Witchfinder: The Reign of Darkness

Witchfinder: The Reign of Darkness
Witchfinder The Reign of Darkness review
  • North American Publisher / ISBN: Dark Horse - 978-1-50671-406-6
  • Release date: 2020
  • UPC: 9781506714066
  • Contains adult content?: no
  • Does this pass the Bechdel test?: yes
  • Positive minority portrayal?: no

Given that Sir Edward Grey is an investigator of the supernatural in late Victorian England, is it too obvious that he should turn his eye to the exploits of Jack the Ripper? Well that would depend on how good The Reign of Darkness turns out to be.

Mike Mignola and Chris Roberson’s plot has Grey deducing early that there’s a form of ritual to Jack the Ripper’s murders, and he takes his cue from there, discovering an old enemy is back in London. Because Grey’s character is so stiff and dry, sympathy for him is limited, and that’s addressed to a degree when he’s confronted with the truth that his interest in the killings is purely intellectual, and he cares nothing for the women victims. We also see the well-off Grey telling beggars “Go away. I have important business to attend to”.
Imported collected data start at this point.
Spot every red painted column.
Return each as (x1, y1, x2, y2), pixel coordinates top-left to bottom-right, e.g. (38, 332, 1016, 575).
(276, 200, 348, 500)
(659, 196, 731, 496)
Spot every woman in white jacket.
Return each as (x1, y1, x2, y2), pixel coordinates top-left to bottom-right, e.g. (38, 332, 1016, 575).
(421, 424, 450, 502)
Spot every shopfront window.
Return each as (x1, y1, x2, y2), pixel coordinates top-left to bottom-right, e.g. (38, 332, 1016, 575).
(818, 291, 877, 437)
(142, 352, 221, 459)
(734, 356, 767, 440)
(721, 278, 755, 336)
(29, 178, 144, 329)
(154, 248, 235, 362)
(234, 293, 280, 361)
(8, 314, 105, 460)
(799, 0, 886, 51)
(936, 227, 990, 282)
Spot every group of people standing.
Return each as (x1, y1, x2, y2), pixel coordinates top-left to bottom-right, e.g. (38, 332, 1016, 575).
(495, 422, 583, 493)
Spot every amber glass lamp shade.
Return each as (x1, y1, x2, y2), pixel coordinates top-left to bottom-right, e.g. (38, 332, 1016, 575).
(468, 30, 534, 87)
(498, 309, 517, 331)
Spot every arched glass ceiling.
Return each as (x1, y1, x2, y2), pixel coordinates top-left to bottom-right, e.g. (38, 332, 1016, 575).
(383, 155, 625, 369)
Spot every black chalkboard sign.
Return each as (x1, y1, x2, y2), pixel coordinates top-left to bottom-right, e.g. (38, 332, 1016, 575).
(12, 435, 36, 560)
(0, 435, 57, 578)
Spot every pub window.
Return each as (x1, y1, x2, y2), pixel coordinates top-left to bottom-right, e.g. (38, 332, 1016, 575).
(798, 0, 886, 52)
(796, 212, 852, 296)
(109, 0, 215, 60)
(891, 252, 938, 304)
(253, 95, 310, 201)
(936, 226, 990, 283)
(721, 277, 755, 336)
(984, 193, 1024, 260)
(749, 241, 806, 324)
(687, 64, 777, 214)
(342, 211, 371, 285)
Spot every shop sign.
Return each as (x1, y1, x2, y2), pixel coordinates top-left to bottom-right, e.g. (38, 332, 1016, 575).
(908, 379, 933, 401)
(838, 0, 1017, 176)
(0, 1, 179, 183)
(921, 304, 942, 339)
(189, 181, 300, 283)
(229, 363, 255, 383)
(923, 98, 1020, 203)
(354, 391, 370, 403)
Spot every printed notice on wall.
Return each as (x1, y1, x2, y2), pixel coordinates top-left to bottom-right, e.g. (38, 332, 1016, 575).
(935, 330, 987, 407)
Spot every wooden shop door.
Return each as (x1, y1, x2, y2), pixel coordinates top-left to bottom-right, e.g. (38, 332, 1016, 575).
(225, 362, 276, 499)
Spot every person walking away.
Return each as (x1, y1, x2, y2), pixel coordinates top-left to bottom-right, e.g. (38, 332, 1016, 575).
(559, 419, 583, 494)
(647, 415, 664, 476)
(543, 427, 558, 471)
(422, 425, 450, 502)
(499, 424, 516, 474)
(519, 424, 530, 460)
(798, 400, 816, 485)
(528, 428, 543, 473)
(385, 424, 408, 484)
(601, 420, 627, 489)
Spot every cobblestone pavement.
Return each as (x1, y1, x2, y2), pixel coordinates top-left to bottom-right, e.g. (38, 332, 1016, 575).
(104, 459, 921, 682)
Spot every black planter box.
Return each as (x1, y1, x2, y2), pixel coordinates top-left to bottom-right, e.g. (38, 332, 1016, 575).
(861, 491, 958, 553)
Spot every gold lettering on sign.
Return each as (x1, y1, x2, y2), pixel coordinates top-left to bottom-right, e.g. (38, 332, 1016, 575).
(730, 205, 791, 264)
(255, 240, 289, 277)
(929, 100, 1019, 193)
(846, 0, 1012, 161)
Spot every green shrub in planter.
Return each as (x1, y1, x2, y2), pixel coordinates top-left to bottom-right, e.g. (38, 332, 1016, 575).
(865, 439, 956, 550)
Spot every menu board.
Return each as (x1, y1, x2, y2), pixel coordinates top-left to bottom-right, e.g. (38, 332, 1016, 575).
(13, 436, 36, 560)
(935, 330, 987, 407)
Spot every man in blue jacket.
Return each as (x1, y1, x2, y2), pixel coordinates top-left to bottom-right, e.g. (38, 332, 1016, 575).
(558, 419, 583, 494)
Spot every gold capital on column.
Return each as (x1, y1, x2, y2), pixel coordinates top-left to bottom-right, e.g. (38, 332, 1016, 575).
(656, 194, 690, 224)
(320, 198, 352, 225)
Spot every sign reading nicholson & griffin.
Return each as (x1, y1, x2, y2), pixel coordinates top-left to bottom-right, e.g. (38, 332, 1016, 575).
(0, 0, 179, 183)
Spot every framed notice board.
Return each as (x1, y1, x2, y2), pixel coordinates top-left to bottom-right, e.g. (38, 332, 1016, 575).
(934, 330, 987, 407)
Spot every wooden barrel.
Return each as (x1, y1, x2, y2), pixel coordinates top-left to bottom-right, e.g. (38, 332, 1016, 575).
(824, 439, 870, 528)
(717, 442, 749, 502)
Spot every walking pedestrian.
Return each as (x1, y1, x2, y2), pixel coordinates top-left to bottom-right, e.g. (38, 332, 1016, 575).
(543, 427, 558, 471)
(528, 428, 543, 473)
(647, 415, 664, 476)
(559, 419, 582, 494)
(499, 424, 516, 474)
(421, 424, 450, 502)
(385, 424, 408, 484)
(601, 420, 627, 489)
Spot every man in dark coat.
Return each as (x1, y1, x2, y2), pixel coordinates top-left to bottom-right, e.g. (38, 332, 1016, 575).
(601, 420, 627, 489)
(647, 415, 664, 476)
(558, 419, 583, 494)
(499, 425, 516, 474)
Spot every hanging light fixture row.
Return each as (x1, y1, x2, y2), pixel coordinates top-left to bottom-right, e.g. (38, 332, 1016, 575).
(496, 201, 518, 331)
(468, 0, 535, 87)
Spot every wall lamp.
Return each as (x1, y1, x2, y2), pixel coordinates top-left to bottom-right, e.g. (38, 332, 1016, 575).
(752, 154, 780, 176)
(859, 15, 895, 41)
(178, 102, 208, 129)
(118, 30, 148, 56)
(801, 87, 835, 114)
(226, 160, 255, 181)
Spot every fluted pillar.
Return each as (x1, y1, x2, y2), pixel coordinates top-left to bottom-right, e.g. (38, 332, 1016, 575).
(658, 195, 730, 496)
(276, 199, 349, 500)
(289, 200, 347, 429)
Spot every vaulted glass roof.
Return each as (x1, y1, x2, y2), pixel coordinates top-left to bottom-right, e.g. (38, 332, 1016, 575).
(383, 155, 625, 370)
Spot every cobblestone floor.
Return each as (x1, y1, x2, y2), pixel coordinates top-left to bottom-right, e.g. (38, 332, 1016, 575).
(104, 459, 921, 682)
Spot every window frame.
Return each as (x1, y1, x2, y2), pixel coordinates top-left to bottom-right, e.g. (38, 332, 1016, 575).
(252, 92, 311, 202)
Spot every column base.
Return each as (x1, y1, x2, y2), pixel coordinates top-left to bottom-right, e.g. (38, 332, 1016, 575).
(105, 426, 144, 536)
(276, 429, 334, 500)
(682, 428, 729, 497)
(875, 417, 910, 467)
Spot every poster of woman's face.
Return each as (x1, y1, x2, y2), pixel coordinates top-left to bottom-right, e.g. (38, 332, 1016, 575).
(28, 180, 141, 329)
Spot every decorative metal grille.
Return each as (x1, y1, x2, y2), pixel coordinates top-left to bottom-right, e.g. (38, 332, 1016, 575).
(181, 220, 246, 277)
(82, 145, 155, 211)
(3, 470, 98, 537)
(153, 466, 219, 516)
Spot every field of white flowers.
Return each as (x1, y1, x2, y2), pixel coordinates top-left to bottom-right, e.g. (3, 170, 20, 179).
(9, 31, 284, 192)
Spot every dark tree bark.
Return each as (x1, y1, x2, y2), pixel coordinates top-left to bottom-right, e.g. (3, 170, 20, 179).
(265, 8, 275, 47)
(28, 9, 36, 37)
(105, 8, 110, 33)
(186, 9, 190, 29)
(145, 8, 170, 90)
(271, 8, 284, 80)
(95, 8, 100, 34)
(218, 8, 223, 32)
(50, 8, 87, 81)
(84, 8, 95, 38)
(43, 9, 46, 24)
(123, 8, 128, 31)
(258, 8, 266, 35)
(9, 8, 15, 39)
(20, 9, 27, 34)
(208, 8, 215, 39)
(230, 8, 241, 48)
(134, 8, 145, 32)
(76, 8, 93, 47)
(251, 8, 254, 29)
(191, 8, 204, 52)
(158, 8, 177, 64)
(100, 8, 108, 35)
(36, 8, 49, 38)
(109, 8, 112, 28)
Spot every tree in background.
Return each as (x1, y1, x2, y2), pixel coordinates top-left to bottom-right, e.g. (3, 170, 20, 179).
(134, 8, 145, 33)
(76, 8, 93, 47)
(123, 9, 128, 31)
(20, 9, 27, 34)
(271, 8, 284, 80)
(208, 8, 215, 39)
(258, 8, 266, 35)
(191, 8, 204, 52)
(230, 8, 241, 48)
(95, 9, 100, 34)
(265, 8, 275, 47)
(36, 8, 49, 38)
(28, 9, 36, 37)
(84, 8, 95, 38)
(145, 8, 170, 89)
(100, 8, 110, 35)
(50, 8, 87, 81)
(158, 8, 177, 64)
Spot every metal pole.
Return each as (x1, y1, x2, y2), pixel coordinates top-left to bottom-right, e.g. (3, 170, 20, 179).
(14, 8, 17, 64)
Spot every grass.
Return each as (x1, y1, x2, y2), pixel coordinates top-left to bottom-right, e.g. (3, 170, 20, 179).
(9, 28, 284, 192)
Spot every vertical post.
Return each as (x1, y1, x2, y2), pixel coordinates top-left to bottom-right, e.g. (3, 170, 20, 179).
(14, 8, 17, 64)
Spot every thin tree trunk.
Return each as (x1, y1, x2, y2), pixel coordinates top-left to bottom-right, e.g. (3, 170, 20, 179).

He’s shone when drawing other horror titles, not least Steve Niles’ Criminal Macabre, so Christopher Mitten brings a storytelling confidence with him. He convinces with the 19th century period detail, be it the slums in the opening chapter, the later opulence or the carriage seen on the sample page. His snowy conditions are glorious, and it’s also noticeable that Mitten has Grey moving a lot more than previous artists have. He’s not instantly transformed him into a man of action, but there’s an energy other artists haven’t provided. Mitten is also great once the full horror arrives. Even on series where there has never been a problem with the art, Mitten’s is a notable contribution.

Considering Witchfinder has been such a variable series, the story surprises. There’s a good cameo for Panya, who Grey has consulted before, and a clever sowing of doubt via the suggestion that Grey’s single-mindedness is wrong, as all other events contradict his instinctive certainty. Readers aware of the assorted people suspected of being Jack the Ripper are given some extra clues, but in The Reign of Darkness Mignola and Roberson lead everyone, Grey included a merry chase. It’s convenient that two characters seen in The Gates of Heaven stick around just long enough to prod Grey into the investigation, but the writers introduce a capable new personality, one unafraid to confront Grey, and she looks to be around for the long term. It’s a good thing. Every Holmes needs a Watson. Ultimately the Jack the Ripper connection is just a red herring, so don’t expect Witchfinder vs Saucy Jack. Mignola and Roberson use the circumstances to build their own story, and it’s the best both have been involved with to date.